It is interesting that few companies have yet embraced artificial intelligence (AI) for internal communications. Using chatbots, for example, would have some big advantages in terms of flexible working, and any-hours access to key teams and information. At our recent roundtable, we explored some ideas about how to supercharge internal communication team productivity by partnering with AI. Here are the key takeaways from the event.
It is important to put your people at the centre
It is tempting to reduce work by concluding that your customer-facing initiatives are nothing to do with most of your employees. However, that is a mistake. Whatever the initiative or goal, there is always an internal audience. Customers may end up speaking to anyone within the organisation, especially with social media’s ability to connect people—and your employees are your best advocates. 
Internal communications need clear objectives and a plan—but cannot be rigid
Having clear objectives and a plan for your internal communications helps to avoid overload and overwhelming employees. However, it is important to avoid rigidity in your planning. Almost every initiative changes as it develops and grows—and your internal communications plan will need to change too. Using agile methods can help to ensure that you retain the flexibility to amend your communications with your plan.
Internal stakeholders are customers too
We have said before that employees are one of your biggest assets, and your most powerful advocates. They are expensive to acquire and more expensive to lose. It makes sense to think of them as the customers of your internal communications, and focus on improving their experience. Using AI can allow you to do this, by reducing wait times or ability to access essential information. This may also be a good opportunity for marketing to support other functions in the business by sharing expertise on measuring customer experience.
“This time, it’s personal”
You do not think twice about personalising communications to your customers, so why is it so hard to do it for employees? Your employees are also individuals. Using AI can help you to better understand how different employees like to obtain information, and enable you to tailor both communications and channels to match their needs. The bottom line is that AI gives you the chance to radically enhance employee engagement through personalisation.
Internal communication is about both facts and feelings
One of the obvious uses of internal communications, and especially of AI, is enabling employees to find the right information at the right time. This supports internal processes and functions. However, AI can also be used to understand the experience of finding information, and gauge employee reactions to communication events and wider change. This, in turn, can help organisations to adapt and tailor communications, and also to manage stakeholder expectations.
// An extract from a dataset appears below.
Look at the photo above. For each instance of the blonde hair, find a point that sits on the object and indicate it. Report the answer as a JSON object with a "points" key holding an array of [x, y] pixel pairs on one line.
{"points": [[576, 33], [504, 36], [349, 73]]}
AI can support measurement and understanding around internal communications
Critical to any automation within communication processes is the ability to measure and report on impact. This, in turn, drives increased understanding of the effectiveness of messaging, and the use of different channels. This applies to both customer-facing and employee-facing communication. Assessing and analysing likes, shares and comments can provide new insights into employee needs and behaviours, and enable communications teams to improve the effectiveness of communications.
AI can help to identify new opportunities for collaboration
AI can be used to help identify opportunities to develop new connections across teams, to support common purposes. This, in turn, will help to improve and develop collaboration and co-operation. AI is all about collective intelligence, and it is both a partner and an enabler. Sharing information can also highlight additional opportunities to teams themselves.
The most important factor enabling the use of AI is trust
Ultimately, perhaps the most important factor in the use of AI or any other form of automation is trust. Employees have to trust that the automation or algorithm will do what it is meant to do. In customer-facing processes, for example, they will not act on insights into customer behaviour unless they believe that they are true. In employee communications, trust is perhaps even more crucial. Analysis of employee behaviour and wishes must be used to improve employee experience. It cannot be used as a way of tracking and punishing criticism. Trust is crucial, and once lost, it will not be easily regained.